Segundo, y por las razones que acaban de exponerse, se trató de la contienda electoral más reñida de la historia democrática de México. Al cabo de la misma, apenas 233 831 votos, o 0.56 por ciento del total nacional, separaron al PAN, que ocupaba el gobierno, del PRD. La competitividad de las elecciones, combinada con las acusaciones de fraude que el PRD planteó respecto a los resultados de las mismas, los cuestionamientos acerca del papel de organizaciones civiles y grupos empresariales durante la campaña, y de la limpieza de la publicidad, así como la inquietud que perdura hasta hoy entre muchos votantes acerca de la validez de los resultados, le ha asignado a las elecciones presidenciales de 2006 un lugar en la historia democrática del país.
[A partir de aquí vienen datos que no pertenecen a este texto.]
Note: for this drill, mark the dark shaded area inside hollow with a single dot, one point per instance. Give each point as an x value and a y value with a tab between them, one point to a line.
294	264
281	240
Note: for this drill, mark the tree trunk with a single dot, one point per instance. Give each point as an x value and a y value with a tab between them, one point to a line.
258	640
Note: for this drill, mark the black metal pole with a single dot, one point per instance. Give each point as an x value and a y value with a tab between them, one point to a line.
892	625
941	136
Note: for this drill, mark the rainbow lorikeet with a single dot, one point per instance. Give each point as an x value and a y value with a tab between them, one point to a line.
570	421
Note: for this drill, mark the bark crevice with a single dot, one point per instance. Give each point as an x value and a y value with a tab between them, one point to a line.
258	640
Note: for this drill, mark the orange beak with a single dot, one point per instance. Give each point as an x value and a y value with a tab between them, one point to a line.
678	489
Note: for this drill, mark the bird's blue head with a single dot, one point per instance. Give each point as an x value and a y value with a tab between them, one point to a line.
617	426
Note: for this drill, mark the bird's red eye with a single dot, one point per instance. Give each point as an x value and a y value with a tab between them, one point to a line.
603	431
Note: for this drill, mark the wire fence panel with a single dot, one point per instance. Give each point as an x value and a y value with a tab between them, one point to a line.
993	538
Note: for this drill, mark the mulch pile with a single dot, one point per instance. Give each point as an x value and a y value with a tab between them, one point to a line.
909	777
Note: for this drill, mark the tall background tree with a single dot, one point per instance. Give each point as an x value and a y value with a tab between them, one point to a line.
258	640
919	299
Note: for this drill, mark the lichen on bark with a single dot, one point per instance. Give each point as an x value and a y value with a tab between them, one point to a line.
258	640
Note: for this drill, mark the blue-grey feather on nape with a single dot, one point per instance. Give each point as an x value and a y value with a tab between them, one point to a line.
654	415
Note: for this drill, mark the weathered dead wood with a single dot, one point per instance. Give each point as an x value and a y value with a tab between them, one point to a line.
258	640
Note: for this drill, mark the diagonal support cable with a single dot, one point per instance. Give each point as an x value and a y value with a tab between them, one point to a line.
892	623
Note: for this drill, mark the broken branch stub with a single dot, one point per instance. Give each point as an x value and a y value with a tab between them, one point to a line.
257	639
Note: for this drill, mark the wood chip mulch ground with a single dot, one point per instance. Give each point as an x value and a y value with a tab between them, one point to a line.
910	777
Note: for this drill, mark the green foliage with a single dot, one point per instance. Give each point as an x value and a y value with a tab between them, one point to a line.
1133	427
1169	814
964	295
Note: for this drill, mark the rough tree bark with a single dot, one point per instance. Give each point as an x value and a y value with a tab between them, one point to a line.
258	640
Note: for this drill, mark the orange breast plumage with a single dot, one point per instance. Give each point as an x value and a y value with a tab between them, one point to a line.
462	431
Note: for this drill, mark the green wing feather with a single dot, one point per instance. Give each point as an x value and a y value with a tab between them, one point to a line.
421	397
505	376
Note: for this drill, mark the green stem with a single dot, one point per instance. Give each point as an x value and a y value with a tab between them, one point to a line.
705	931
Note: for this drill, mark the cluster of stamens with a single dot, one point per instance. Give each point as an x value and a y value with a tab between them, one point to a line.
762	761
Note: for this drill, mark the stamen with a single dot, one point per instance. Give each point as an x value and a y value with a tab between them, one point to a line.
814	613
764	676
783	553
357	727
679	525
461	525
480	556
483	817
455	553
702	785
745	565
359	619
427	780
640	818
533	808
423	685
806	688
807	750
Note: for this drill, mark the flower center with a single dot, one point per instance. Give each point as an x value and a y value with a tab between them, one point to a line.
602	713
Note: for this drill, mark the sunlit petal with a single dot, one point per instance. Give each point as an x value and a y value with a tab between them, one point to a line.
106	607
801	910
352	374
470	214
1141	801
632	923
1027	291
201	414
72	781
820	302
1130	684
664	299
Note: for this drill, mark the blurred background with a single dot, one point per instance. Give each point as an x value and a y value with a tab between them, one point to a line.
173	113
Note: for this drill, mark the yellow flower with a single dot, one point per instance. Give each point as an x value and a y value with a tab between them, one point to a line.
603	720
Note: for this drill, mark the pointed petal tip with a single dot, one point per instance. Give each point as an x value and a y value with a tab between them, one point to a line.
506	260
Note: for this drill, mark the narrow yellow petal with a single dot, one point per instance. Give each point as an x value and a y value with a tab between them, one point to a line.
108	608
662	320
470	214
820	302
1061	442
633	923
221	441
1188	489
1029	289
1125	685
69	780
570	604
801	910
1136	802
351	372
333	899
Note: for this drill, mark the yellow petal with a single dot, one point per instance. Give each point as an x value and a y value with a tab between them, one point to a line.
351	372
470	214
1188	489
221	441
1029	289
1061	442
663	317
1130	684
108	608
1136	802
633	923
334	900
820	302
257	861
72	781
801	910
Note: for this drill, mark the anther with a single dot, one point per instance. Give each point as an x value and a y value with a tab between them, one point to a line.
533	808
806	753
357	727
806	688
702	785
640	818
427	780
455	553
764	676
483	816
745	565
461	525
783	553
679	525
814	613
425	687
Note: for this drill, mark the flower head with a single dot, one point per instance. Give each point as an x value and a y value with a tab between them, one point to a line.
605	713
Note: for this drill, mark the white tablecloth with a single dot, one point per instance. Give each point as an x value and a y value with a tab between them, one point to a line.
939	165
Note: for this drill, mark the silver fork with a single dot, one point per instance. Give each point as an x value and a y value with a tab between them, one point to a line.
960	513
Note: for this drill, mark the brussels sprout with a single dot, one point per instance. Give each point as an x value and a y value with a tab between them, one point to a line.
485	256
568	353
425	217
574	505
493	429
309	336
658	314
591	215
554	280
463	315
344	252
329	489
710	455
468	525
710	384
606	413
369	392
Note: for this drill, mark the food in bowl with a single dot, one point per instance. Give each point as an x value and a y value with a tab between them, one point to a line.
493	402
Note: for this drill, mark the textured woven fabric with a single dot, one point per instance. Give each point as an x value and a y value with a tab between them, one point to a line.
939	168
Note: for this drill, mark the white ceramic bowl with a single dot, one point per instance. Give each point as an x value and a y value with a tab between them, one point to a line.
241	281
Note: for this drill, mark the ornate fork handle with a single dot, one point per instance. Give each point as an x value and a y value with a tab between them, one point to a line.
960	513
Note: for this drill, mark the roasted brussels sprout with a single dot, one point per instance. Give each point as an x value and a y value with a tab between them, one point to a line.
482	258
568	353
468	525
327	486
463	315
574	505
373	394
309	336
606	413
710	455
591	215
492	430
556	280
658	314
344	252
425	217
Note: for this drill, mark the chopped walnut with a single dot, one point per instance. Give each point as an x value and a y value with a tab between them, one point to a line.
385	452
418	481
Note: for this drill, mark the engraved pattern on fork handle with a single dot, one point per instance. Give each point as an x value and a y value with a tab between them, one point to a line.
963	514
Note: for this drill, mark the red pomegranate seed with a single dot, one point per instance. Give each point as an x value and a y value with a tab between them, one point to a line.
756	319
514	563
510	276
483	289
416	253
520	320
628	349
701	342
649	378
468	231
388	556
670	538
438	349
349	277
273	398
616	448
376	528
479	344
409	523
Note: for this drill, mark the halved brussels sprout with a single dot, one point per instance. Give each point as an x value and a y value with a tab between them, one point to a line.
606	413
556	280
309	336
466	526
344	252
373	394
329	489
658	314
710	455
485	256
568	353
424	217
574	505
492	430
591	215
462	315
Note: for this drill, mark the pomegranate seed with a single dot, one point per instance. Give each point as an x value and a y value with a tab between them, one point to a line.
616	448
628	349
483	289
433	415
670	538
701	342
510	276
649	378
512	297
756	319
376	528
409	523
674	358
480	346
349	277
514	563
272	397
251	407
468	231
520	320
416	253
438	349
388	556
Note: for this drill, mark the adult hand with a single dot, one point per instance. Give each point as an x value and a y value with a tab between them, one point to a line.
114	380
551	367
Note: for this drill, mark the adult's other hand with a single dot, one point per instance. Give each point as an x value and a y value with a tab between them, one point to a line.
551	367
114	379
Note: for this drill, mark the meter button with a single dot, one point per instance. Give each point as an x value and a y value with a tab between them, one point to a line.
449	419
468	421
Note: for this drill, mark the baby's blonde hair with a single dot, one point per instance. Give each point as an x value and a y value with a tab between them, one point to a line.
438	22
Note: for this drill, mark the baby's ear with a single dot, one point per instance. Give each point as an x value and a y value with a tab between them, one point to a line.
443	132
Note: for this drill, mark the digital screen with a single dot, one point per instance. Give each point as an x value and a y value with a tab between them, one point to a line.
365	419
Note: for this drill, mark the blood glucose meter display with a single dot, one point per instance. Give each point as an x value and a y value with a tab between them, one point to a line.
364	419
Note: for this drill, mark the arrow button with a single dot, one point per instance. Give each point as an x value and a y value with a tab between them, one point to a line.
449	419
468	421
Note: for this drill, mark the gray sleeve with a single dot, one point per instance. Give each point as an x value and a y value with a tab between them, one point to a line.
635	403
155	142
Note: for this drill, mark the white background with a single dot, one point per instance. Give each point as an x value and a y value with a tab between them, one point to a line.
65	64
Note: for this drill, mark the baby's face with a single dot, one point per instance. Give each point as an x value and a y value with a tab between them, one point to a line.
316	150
De hecho, las preocupaciones y quejas en torno al proceso electoral por parte tanto del PRD como del PRI dieron origen a la reforma del proceso de las campañas electorales, lo que ejemplifica la importancia de ese proceso electoral para las elecciones subsecuentes.
Pese a la naturaleza única de la elección de 2006, que podría hacernos llegar a la conclusión de que se merece por derecho propio un volumen especial, lo que importa señalar acerca de estas elecciones es, paradójicamente, su normalidad. Es decir, aparte de las quejas de fraude posteriores a la elección y de las cuestiones relativas a la interferencia en las campañas de organizaciones cívicas y grupos empresariales, con su frecuente publicidad, el proceso que condujo al 2 de julio fue de rutina, y sirve como ejemplo de las sólidas bases y el funcionamiento de la democracia mexicana, así como de sus instituciones políticas y electorales. Las precampañas para las nominaciones de los candidatos presidenciales se produjeron en 2005.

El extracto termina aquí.